Saturday, July 28, 2018

Doing Art



I don't know what it is. I don't if I have reached a certain age that I have accepted something about myself or maybe it's just that I'm drawing more this summer that I ever have before. I'm drawing and using colors more than I've ever done before and I like it. I still like the black markers and their affect on paper or whatever surface I'm using to make marks on. Perhaps it's my Association with my friend from the Netherlands, the artist, Elske. She's an instructor at the local community college and Elske has taken time to look at my work And praise it. She's giving me pointers and been very supportive.
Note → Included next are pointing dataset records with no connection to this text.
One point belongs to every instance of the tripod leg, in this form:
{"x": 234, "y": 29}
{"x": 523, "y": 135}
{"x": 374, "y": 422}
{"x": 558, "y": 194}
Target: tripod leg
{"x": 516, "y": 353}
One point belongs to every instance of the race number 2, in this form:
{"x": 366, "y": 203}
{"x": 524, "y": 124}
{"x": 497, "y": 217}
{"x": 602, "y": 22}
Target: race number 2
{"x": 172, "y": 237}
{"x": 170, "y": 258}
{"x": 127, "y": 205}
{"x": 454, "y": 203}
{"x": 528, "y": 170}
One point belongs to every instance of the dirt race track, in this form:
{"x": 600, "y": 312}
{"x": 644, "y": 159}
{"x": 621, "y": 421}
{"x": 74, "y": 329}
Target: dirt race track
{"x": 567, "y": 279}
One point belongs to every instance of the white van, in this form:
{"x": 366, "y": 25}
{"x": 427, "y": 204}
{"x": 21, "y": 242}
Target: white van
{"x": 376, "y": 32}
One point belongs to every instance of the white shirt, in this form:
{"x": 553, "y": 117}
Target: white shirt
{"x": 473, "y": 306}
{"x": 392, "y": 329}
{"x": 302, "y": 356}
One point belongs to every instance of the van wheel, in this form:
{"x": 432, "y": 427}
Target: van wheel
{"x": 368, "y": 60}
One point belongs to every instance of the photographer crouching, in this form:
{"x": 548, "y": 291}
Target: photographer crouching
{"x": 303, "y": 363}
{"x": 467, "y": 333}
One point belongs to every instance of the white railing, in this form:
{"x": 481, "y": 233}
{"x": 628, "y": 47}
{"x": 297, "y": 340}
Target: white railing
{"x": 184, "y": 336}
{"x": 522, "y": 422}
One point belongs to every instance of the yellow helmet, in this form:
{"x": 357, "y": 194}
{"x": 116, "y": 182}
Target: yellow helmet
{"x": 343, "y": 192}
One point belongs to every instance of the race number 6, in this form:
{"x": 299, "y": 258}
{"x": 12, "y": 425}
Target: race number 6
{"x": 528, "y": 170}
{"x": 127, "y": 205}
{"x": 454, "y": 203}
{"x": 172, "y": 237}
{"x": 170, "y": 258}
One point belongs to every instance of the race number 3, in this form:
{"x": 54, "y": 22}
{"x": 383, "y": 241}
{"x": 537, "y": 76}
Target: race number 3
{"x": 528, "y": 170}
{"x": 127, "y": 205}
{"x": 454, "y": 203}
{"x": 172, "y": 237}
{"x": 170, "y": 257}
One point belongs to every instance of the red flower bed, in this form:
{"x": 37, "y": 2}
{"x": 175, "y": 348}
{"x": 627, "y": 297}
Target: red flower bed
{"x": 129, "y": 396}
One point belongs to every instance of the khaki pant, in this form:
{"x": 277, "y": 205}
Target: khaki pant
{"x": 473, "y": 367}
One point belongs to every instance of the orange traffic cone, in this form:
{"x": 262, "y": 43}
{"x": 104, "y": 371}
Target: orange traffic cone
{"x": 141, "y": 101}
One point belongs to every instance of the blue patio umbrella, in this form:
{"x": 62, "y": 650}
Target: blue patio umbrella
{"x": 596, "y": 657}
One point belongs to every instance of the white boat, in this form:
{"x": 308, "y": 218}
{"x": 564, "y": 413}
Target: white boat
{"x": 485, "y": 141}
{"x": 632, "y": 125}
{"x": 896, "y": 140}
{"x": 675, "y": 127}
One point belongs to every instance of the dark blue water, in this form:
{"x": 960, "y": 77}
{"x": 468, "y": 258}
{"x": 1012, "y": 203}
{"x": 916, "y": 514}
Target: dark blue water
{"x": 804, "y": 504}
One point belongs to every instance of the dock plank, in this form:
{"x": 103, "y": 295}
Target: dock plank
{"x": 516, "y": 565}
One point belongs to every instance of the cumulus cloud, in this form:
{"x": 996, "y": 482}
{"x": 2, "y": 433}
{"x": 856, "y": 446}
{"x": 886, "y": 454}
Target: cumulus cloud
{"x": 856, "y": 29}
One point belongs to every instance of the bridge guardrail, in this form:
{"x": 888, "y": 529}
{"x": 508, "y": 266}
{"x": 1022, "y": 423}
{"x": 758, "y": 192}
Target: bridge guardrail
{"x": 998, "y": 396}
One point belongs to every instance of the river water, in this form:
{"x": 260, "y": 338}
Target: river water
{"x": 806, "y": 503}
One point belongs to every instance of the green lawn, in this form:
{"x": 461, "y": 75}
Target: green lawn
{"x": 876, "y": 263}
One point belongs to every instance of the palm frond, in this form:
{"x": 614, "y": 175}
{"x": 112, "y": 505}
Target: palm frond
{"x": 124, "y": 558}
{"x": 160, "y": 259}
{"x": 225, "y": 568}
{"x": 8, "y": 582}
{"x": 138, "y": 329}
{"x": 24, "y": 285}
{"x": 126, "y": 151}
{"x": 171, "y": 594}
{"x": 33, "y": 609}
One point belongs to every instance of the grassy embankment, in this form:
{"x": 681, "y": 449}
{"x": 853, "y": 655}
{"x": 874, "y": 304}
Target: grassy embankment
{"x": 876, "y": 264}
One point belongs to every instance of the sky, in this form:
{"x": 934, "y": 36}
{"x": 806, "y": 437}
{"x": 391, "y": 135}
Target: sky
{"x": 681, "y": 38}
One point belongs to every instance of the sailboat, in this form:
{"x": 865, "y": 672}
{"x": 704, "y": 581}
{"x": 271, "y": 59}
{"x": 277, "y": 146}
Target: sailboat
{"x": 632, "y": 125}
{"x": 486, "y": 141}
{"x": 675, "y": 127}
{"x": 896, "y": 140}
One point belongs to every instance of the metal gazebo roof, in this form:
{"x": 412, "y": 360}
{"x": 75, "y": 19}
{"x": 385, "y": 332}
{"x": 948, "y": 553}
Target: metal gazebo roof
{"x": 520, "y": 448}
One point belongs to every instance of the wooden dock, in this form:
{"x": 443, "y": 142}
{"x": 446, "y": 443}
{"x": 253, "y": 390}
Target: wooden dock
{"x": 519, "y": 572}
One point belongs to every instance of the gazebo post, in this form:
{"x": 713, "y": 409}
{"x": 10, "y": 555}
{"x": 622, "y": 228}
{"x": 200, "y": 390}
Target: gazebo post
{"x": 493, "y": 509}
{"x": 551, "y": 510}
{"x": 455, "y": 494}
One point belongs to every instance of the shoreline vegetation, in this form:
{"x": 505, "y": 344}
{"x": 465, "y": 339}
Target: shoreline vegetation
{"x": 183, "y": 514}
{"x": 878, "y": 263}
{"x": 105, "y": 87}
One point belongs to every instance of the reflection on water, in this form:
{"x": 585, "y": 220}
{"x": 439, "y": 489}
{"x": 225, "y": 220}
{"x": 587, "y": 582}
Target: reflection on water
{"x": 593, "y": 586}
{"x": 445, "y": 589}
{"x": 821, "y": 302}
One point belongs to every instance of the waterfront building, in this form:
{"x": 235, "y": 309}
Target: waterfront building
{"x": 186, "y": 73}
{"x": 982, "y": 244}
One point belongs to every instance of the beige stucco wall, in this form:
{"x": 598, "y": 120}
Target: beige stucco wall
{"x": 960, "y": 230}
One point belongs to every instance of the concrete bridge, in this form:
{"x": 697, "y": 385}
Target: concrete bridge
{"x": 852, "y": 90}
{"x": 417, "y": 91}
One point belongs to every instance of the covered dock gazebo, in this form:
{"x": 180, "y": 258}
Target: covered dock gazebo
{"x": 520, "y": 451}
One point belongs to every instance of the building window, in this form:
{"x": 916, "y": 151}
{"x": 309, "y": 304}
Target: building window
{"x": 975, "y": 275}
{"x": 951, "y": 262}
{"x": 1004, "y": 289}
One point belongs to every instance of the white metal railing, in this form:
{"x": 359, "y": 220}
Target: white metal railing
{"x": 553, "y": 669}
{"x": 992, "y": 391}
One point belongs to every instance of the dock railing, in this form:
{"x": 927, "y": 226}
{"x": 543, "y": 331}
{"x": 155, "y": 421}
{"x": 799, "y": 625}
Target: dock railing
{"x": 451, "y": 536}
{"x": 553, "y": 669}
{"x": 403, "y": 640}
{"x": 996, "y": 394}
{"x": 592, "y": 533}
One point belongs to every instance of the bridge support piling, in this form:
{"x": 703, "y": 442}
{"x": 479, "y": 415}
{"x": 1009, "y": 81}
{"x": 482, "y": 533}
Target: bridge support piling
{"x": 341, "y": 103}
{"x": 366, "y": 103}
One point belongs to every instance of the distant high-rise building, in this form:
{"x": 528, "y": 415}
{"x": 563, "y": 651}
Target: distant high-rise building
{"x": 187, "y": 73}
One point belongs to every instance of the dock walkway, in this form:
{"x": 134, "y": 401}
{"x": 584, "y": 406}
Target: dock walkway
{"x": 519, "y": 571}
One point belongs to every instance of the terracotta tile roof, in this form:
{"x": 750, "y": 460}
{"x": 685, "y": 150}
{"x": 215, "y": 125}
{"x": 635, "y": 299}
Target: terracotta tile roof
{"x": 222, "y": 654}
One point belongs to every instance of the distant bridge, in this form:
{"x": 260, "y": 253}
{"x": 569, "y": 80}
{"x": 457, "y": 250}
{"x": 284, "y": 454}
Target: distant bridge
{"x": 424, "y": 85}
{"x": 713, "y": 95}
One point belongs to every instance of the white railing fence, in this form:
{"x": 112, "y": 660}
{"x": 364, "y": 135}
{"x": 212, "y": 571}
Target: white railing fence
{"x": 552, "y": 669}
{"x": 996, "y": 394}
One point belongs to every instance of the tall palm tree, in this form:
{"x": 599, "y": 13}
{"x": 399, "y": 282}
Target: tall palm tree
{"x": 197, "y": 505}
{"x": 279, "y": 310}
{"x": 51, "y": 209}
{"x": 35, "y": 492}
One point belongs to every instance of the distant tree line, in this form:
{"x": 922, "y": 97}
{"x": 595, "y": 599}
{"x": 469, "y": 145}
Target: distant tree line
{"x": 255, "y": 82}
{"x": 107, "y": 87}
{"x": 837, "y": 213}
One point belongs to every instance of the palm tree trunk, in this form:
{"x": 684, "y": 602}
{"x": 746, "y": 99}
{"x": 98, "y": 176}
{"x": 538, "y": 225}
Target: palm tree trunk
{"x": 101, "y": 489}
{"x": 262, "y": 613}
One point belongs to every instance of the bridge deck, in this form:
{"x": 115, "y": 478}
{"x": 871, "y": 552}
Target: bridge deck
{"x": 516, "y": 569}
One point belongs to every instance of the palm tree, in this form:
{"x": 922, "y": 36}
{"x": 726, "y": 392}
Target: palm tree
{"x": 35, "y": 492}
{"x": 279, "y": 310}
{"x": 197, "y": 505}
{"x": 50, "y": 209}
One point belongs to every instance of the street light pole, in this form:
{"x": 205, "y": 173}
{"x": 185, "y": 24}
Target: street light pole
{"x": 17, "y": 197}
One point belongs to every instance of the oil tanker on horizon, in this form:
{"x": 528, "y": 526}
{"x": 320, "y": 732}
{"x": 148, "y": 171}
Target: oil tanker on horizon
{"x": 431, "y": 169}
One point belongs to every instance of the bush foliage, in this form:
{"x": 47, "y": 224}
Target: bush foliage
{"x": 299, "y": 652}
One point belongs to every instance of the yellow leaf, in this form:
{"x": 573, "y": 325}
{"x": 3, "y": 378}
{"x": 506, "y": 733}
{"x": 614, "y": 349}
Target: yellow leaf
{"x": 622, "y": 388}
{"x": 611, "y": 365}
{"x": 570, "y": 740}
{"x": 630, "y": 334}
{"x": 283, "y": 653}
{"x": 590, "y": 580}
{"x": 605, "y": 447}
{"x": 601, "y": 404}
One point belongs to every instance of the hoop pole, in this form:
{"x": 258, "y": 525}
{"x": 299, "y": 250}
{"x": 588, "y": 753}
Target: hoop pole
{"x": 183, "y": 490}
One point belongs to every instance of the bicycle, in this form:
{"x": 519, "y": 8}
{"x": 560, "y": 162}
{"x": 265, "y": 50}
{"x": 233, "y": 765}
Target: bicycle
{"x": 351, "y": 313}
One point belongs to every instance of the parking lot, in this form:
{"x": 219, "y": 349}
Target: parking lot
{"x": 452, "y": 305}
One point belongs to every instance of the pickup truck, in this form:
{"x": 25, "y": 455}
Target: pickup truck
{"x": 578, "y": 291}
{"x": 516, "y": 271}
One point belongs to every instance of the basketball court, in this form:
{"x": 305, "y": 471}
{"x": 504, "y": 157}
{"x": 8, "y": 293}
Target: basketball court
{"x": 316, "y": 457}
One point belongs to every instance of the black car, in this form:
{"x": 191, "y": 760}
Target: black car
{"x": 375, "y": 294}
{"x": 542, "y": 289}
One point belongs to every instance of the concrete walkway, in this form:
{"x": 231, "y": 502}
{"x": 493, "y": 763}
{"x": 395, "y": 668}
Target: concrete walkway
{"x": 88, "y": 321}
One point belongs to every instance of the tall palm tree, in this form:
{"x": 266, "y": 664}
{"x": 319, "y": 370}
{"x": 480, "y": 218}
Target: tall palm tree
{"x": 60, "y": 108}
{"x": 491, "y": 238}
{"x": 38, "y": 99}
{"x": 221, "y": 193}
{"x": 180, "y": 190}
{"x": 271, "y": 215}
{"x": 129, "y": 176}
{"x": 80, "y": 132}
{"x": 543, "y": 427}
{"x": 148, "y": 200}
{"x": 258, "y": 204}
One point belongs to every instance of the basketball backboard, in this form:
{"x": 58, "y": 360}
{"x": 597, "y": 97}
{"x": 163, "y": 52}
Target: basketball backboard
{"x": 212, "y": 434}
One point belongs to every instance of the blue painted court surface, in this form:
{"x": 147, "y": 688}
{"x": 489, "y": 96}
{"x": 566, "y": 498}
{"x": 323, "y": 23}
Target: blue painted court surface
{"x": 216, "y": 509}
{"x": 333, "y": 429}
Of course, I want to please her so I'm drawing more. Also my friend Lori, has also been very supportive. Lori is also a very artsy fartsy type and knows what she's talking about. I trust her in put. All these influences put together has increased output and I like that. My goal this year is to finish one of the handbooks/sketchbooks I've been driving around for years trying to fill up. I think I can do it this summer. I don't know how much, now I'm going to pursue the auditing of art classes at community College. I do not want to disrupt my “primitive” art renderings. I don't know how much I believe these comments or even if the comments are accurate and not folks just being kind to the old guy in a wheelchair trying to draw. One thing I have thought very provocative about my Art instructor is she is not above using herself as a model. Neither am I accept I felt a bit self-conscious. I mean after all, weren't so I'm going to find new and representation of a human body in real life? I am my best model that I have right now – – that might change who knows? What I found very supportive is that Elske has been more than encouraging me to be her model. She likes my form because I have all the curves and the shadows the artist covets. When I shared with her a number of my images (modeling) I thought she was going to start crying she was so pleased to have a ready model of my statuary and accessibility.This of course got wheels turning and I'm wondering should I actually be a model for our classes? Would that not be a hoot? What if I could do this but probably in Europe i.e. Amsterdam. Never have been images being seen in the US? This I'll be too good to be true but let's see what happens. Stranger things have happened

The days continue to be incredibly on sustained heat 90 and above for weeks on end. Everyone else is complaining so of course I am exclaiming how wonderful the heat is. I sure I am driving the old ladies here at the senior living complex. They sit around up front and complain about how horrid the heat. In fact in the heat of the day I took off boarded the bus and went into my Barnes & Noble in search of a book of cryptograms. The heat felt great as well as entering the buses, I swear a rolling morgues . You could really hang meat in those buses. I keep saying I have to cherish these days of heat while we have because it's only a short time before the hot season ends. But, I may be totally wrong. Global warming is now left to global burning. Seems like the whole world is on fire this summer. Increased heat and dry winter and spring's just made way too much fuel and now there are fires everywhere. So maybe This summer's heat will be extended knows how far. Irresponsible or no going to enjoy every minute of the heat.